En el año de 1967, cuando contaba con catorce años, coincidió mi expulsión del seminario con mi marcha a Madrid. Nos fuimos con las manos en los bolsillos. Eso, al menos, creía yo. Pero en realidad llevaba imágenes aprendidas que iban a ser determinantes en mi vida. Recuerdo que tras el coche de linea cogimos un tren de tercera mi abuela, mi hermana y yo; mi madre y mi hermano se habían adelantado en aquellos dislocados quebrantos que arrastraba la emigración. Madrid nos aguardaba agitado y convulso. Y allí comenzamos otra vida. Nos uníamos así a tantas familias obligadas a seguir idénticos derroteros, las mismas penurias y adaptaciones a un medio que, al menos, en principio resultaba hostil y desconocido.
A esa edad de catorce años, buena parte de la personalidad ya está configurada.
Pasó el tiempo intensamente y conforme transcurría el afán de buscar unas raíces, unas señas de identidad que me orientaron en medio del marasmo.
Los viajes a Lastras, las fiestas, el reencuentro con amigos del pueblo, que habían seguido parecida suerte a la mía, ayudaban a paliar ese vacío de identidad.

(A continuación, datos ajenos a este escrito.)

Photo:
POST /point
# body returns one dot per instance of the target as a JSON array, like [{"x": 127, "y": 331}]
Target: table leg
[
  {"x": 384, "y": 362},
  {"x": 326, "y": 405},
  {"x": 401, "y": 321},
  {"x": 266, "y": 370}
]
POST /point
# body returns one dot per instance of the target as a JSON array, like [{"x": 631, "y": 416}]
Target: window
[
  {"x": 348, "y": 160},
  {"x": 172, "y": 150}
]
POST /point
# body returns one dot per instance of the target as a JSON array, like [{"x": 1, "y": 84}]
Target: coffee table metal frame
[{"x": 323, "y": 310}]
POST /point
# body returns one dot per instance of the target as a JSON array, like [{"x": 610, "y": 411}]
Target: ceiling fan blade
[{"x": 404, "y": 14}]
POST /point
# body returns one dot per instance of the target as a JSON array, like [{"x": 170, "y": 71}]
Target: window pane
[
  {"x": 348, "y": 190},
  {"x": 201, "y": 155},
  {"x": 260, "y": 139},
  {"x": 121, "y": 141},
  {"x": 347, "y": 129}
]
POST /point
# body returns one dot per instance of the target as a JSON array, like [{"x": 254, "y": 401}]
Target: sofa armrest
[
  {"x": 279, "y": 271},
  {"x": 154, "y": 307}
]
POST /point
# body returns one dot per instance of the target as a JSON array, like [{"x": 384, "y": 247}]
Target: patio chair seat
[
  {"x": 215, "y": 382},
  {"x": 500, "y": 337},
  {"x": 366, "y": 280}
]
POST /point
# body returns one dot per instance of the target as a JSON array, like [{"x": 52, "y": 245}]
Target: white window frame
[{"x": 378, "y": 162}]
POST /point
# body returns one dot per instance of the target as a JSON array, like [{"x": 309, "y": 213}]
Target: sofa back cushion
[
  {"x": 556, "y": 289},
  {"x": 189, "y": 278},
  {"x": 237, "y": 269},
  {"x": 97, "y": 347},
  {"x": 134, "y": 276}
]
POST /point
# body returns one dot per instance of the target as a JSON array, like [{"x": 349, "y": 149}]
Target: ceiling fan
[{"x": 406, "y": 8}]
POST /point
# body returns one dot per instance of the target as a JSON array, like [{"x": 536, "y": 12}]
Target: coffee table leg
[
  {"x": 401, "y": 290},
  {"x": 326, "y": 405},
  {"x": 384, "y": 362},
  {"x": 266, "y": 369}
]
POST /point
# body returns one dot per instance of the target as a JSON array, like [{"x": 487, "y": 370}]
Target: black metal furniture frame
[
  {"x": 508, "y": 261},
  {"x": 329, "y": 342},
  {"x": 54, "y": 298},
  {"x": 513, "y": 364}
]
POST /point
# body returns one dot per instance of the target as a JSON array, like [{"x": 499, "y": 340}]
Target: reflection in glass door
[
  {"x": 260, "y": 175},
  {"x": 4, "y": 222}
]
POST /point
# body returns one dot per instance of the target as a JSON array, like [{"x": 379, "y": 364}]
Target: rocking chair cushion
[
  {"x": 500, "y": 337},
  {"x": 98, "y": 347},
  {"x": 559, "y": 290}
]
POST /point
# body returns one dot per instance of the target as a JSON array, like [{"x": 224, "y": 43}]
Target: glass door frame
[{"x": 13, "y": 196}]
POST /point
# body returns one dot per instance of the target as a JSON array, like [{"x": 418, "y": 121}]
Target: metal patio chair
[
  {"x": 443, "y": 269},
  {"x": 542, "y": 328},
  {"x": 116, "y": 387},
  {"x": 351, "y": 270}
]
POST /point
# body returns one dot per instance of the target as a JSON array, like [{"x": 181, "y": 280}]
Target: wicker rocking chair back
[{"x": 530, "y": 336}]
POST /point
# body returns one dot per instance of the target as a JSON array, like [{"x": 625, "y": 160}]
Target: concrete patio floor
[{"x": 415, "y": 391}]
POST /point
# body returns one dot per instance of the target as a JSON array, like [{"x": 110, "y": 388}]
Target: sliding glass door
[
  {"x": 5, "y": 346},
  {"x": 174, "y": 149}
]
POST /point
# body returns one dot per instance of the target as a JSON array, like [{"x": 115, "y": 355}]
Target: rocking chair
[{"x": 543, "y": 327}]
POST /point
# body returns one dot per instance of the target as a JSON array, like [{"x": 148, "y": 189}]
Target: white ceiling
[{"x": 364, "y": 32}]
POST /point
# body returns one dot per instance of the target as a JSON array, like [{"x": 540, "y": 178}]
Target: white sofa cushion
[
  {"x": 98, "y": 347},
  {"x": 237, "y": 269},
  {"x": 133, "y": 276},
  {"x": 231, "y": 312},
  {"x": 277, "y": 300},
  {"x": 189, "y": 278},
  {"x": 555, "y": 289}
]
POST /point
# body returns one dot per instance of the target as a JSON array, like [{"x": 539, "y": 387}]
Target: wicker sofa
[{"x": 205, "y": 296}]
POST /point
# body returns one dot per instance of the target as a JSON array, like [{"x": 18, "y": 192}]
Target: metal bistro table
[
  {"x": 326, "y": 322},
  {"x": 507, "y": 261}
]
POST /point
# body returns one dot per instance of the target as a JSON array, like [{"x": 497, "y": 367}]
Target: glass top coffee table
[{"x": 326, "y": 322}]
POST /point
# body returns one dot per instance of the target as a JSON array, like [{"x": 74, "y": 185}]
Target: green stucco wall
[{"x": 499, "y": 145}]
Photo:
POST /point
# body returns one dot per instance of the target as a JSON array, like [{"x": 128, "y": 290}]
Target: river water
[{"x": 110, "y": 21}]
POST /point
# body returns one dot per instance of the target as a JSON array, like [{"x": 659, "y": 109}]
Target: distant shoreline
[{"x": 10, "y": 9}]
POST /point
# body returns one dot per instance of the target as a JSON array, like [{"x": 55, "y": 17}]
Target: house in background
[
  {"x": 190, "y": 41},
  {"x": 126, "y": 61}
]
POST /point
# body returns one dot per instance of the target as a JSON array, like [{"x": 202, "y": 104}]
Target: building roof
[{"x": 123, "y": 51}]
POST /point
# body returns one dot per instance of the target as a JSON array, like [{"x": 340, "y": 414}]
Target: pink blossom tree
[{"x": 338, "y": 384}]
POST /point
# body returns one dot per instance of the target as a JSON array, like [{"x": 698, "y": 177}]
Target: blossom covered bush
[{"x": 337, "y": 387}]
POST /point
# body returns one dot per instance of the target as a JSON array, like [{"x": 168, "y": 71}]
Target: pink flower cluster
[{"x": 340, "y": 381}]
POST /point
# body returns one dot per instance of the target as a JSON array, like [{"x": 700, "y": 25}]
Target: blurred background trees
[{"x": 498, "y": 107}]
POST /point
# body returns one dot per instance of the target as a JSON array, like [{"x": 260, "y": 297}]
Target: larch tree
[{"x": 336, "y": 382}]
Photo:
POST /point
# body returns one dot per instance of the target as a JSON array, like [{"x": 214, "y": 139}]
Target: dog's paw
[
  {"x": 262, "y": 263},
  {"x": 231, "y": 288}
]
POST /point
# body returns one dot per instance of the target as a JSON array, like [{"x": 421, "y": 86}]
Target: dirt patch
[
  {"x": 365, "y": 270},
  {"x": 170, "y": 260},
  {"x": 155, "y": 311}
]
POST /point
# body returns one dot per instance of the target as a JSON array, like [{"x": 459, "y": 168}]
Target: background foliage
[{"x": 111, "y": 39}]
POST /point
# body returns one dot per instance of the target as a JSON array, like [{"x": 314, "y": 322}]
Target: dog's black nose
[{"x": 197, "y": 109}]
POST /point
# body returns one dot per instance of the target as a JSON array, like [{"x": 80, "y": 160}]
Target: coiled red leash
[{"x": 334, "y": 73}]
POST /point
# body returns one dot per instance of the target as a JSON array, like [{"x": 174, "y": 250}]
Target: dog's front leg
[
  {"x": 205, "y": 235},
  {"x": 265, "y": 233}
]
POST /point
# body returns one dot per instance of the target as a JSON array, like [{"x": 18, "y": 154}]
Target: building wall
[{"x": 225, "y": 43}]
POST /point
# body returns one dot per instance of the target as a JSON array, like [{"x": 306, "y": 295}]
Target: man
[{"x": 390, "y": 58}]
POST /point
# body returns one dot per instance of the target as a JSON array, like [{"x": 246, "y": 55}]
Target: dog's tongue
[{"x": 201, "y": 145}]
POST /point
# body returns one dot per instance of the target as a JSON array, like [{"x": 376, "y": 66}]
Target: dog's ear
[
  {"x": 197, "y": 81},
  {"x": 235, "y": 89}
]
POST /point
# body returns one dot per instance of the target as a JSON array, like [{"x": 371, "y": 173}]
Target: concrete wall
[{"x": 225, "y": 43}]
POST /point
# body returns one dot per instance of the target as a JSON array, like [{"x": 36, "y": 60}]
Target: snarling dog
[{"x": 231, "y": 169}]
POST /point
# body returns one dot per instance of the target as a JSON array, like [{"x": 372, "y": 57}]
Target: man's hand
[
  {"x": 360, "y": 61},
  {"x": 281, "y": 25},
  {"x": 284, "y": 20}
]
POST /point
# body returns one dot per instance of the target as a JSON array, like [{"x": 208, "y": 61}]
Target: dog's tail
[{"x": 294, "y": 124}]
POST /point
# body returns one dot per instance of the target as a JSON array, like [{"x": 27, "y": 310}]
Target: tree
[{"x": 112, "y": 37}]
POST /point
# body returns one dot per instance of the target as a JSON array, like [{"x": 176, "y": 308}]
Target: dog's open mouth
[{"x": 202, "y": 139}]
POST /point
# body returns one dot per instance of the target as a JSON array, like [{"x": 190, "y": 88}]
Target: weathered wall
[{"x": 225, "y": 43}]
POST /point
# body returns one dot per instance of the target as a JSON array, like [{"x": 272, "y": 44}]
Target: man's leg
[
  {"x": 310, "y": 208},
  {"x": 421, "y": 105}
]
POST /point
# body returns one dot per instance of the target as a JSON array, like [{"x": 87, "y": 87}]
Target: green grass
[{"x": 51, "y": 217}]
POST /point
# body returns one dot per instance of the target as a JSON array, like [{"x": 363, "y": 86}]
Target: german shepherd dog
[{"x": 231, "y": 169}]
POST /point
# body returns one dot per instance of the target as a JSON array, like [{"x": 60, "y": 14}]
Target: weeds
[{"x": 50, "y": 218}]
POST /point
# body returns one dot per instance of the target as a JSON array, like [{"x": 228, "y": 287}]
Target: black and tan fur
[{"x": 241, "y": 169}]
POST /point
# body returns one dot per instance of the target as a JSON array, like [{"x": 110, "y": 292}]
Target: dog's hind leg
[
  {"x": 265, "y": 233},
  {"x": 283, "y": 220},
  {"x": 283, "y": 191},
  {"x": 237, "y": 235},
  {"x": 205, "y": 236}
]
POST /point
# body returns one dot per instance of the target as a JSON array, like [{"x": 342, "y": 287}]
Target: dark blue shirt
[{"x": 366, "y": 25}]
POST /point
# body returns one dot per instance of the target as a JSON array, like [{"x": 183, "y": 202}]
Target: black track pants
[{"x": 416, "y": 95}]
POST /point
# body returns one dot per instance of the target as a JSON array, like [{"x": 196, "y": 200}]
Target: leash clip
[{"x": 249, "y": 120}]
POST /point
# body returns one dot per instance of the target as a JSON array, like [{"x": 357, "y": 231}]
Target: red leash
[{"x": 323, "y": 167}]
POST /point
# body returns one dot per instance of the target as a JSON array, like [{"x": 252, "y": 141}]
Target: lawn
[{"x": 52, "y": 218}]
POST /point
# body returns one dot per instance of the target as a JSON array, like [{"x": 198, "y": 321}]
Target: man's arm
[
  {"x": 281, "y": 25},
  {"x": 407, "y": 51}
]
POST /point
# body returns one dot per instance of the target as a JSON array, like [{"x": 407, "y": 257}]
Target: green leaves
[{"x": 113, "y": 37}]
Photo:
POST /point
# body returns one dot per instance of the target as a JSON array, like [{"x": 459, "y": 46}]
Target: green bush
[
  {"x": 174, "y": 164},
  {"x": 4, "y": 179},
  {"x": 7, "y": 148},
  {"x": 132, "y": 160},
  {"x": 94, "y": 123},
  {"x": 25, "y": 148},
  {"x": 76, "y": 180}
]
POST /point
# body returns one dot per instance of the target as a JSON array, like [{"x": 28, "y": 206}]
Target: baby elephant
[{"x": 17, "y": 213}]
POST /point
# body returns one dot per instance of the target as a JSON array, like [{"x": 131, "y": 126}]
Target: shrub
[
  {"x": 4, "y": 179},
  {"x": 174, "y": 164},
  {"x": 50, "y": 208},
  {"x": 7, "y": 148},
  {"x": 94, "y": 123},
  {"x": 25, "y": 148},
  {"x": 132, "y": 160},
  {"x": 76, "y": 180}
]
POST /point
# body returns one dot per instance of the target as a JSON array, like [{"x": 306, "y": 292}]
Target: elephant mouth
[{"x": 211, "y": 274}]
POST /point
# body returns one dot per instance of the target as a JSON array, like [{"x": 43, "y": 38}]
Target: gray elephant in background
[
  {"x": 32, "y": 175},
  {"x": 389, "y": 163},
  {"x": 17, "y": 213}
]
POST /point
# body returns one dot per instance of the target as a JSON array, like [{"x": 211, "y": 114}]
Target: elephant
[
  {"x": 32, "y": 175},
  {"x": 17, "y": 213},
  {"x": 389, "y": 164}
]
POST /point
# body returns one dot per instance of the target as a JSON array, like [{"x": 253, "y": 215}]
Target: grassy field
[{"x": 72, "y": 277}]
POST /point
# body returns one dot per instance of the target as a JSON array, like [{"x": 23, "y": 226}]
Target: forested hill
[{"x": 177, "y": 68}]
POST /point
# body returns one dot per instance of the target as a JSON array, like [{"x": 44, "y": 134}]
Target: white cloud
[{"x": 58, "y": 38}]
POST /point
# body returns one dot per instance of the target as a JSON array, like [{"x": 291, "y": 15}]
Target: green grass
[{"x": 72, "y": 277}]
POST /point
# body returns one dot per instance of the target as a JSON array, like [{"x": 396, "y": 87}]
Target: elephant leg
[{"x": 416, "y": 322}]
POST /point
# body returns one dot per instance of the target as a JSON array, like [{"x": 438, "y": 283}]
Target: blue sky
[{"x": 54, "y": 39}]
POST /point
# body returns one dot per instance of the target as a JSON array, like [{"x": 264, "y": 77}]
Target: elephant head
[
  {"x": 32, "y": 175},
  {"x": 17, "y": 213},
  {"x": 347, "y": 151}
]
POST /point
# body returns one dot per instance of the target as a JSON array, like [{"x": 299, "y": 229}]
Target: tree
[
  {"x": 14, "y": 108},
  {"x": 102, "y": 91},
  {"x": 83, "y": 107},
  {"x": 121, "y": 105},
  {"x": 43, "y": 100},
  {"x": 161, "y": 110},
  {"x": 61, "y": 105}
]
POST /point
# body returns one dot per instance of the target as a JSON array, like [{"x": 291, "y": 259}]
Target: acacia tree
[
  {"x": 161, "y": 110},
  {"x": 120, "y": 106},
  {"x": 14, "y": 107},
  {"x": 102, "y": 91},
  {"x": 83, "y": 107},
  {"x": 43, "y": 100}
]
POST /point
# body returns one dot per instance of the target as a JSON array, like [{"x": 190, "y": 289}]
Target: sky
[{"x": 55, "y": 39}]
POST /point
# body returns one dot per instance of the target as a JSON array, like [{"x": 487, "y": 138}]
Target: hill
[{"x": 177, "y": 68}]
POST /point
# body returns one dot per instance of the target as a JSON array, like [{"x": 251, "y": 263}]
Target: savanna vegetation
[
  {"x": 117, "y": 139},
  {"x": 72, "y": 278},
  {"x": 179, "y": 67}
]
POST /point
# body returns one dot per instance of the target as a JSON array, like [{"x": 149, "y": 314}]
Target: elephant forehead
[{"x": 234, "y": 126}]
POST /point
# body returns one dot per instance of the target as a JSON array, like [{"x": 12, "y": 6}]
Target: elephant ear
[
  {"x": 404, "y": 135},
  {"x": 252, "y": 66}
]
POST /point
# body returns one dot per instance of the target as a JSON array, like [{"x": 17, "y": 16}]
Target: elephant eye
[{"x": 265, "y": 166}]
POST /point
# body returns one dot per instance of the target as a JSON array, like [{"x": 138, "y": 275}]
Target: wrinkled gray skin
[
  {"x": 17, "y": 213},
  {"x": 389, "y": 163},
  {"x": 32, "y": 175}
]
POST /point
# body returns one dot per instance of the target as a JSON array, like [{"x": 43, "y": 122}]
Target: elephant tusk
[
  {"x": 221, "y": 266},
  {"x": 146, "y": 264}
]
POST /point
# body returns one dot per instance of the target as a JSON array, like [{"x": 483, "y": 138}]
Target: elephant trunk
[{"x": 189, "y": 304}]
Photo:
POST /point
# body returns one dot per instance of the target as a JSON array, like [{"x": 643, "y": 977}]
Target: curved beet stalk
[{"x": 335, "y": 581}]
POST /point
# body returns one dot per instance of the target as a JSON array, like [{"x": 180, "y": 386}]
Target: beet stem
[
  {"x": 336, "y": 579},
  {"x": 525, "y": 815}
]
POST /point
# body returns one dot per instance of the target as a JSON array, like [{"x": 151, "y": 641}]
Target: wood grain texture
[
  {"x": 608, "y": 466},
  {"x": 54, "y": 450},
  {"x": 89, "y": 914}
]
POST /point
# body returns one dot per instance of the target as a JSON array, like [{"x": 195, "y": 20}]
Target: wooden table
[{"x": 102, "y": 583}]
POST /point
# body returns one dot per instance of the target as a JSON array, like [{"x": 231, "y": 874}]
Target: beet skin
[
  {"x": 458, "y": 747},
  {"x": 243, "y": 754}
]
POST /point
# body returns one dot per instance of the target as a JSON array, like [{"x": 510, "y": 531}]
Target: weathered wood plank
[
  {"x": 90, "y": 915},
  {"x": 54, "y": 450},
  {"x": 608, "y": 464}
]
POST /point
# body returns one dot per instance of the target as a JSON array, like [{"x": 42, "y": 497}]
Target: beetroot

Por añoranza, por nostalgia del pueblo, me matriculé en la Escuela de Cerámica cuando ya estaba terminando de cursar Sociología. La alfarería era uno de los pocos rasgos distintivos de Lastras frente a otros pueblos del entorno. La nostalgia es un arma poderosa. Además, por entonces, la alfarería estaba en trance de desaparición. En la Escuela de Cerámica tuve como maestro de torno a un hombre excepcional: Rafael Ortega, víctima también de la emigración que había llegado a Madrid desde Extremadura para trabajar como albañil. Aprendí mucho con Rafael; era un hombre sencillo y entrañable. Pero el me enseñó las técnicas asépticamente. Sería después, ya en Lastras, el tío Pichito, Carlos Avial, Valentina Callejo, Doroteo Sanz y Moíses quienes me mostrarían, generosamente, a perfilar las formas, a colocar las asas, a dominar el fuego, a desvelarme los secretos arcanos del oficio.
Por entonces, ya Claudia se había incorporado al taller imprimiendo su marchamo inequívoco y personalísimo.
El tío Pichito bajó una tarde, a pesar del asma que tanto le devoraba, hasta la boca del horno que Carlos Avial y mi primo Juan Carlos me construyeron una Semana Santa.
-Oficio nuevo, dinero cuesta. Déjate conducir -me recriminaba- y no seas tan alventado.
Nunca le agradecí bastante a él y a Carlos Avial lo que se volcaron con nosotros.
Era consciente de que detrás de ellos estaban todos los alfareros viejos, los de generaciones pretéritas. En realidad, una tradición de siglos gravitaba a las espaldas. Lo asumí entonces y sigo encantado ahora.
Tras dos años trasladamos el taller a Segovia, donde vivíamos, con el aprendizaje de la tipología de Lastras como lección esencial. Ahora, cuando torneo una botella, inconscientemente me sale la de mis antepasados. Existe en España una tipología de cántaros riquísima, pero el que yo hago, remite exclusivamente a mi pueblo. Me siento heredero de una tradición. Es verdad que, a veces, recreo lo heredado, porque la sociedad cambia, evoluciona y la propia tradición esta sujeta a un dinamismo continuo.
Más, volvamos la principio, soy alfarero porque nací en Lastras, porque vi de pequeño el trasiego de las tejeras, porque jugué en los Barreros. Y siendo alfarero, creo no hago sino ser fiel a mi infancia, a mis origenes.
Antes que yo fueron alfareros otros muchos, pero ellos nunca mostraron sus piezas en una sala de exposición. Sólo caminos y plazas a la intemperie. Eran tiempos más duros. Trabajaron sin resuello, inconscientes de que no estaban legando uno de los rasgos más palpitantes de nuestra cultura. A todos ellos, cacharreros viejos, quiero dedicar esta exposición. Tengo contraida una deuda con ellos -en realidad, tengo adquiridas muchas deudas con los viejos de Lastras-. Por ello, junto a sus piezas, desportilladas por los trajines o desgastadas por el uso, pongo las realizadas de mi taller, porque sin dejar de ser mías, también a ellos les pertenecen. ¡Salud!